Die Renaissance Italiens

Nach Jahrzehnten des Chaos herrscht in Italien Aufbruchstimmung: Eine Koalition aus „Linkspopulisten“ und „Rechten“ macht sich daran, das Land den Menschen zurückzugeben. Die Machteliten sind entsetzt.
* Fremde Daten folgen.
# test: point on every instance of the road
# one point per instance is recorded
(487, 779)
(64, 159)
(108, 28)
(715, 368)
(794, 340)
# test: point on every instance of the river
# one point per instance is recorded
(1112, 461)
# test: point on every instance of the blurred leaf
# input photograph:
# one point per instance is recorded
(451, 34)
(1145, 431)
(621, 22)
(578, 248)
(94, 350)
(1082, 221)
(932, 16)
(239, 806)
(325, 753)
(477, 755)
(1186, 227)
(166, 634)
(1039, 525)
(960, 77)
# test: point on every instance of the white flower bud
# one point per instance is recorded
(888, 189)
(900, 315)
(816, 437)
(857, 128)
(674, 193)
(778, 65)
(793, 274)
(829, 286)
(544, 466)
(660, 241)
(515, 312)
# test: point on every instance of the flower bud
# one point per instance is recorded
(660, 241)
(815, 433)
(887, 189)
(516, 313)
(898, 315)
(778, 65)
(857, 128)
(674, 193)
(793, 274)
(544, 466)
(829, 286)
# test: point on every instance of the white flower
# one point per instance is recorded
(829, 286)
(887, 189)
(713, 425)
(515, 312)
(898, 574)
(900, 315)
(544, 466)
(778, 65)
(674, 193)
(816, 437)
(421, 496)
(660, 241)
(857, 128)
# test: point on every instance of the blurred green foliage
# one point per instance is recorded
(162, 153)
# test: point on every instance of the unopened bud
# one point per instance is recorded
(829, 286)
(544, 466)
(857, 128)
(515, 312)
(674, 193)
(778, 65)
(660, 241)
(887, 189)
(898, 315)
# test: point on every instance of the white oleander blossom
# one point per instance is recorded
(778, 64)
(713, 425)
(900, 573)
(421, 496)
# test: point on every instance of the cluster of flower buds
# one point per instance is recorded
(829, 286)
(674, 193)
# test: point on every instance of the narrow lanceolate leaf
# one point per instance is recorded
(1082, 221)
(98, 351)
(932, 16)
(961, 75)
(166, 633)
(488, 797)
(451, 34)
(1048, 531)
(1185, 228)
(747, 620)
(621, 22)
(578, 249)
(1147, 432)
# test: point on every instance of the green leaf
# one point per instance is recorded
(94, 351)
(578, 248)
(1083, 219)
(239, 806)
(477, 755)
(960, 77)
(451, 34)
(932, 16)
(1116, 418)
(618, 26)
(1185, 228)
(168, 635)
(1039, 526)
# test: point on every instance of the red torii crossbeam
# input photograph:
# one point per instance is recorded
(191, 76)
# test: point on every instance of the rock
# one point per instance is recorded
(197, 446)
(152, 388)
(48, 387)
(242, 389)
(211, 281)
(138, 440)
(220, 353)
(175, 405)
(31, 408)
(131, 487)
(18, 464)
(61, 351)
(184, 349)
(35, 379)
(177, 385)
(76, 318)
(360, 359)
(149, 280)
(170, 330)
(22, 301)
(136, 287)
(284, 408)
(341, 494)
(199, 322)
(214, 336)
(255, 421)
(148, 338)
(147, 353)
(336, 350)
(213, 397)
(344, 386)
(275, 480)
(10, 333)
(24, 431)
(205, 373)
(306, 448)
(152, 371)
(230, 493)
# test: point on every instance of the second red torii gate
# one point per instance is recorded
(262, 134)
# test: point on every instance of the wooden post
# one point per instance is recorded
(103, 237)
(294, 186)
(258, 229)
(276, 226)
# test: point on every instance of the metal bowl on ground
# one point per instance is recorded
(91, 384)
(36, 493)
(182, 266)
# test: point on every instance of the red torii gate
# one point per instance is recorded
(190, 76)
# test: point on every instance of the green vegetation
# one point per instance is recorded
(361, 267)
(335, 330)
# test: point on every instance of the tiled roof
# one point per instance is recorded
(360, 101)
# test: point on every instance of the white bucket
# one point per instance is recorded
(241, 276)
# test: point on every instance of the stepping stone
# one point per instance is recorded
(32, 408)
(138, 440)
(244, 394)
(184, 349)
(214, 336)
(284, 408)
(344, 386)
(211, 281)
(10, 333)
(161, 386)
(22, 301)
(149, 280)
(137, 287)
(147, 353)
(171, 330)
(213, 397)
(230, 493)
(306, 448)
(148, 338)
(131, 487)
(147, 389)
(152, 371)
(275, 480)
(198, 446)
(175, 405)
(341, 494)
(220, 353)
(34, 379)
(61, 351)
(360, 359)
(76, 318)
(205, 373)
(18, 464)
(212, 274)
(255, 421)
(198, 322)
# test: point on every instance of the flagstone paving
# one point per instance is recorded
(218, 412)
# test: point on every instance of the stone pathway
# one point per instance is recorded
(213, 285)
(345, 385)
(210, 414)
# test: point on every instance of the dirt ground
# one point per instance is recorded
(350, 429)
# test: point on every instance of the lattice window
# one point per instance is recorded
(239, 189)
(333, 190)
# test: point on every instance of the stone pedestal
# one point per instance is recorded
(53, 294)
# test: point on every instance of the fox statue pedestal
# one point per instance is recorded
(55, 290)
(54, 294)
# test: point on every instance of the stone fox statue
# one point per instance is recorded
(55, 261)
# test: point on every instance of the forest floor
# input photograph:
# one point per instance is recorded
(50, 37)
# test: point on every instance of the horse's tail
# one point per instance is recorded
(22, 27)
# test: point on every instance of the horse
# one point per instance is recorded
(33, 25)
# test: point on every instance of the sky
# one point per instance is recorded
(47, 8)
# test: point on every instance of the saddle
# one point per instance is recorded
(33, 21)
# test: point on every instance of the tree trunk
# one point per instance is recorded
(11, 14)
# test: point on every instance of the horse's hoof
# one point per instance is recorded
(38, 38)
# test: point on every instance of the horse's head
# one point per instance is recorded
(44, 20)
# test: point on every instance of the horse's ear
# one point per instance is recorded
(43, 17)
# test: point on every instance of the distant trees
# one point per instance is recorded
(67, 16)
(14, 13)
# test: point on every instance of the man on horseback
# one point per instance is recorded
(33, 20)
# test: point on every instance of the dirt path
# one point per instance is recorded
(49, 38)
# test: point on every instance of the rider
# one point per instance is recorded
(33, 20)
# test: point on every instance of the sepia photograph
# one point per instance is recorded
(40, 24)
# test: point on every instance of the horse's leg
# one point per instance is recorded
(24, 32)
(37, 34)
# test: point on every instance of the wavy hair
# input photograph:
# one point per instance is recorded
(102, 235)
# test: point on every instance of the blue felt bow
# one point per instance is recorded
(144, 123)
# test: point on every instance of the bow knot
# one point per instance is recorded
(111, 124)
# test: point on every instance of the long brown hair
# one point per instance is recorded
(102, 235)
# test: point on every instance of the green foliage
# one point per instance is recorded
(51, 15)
Sie kämpften mit dem Mute der Verzweiflung: Eltern, Großeltern, Freigeister, Aufgeklärte, Gesundheitsbewusste. Weit mehr als ein Jahr lang gingen sie auf die Straße, schrieben Leserbriefe und Mails an die Politiker, um sich gegen zehn (!) Zwangsimpfungen für jedes Kind in Kindergärten oder Schulen zu wehren. Ab September 2018 wäre es so weit gewesen. Doch zuvor hatten sie bei der Wahl im März 2018 auf dem Stimmzettel ihr Kreuz bei einer der impfkritischen Parteien gemacht. Zwei davon bilden seit dem 1. Juni eine Koalition, der die Herzen im Sturm zufliegen: die als „linkspopulistisch“ bezeichnete Fünf-Sterne-Bewegung (Movimento 5 Stelle) und die „rechtspopulistische“ oder auch als „rechts“ bezeichnete Lega, bis vor Kurzem Lega Nord.

Viva l’Italia! – Schaut das Land endlich wieder rosigeren Zeiten entgegen?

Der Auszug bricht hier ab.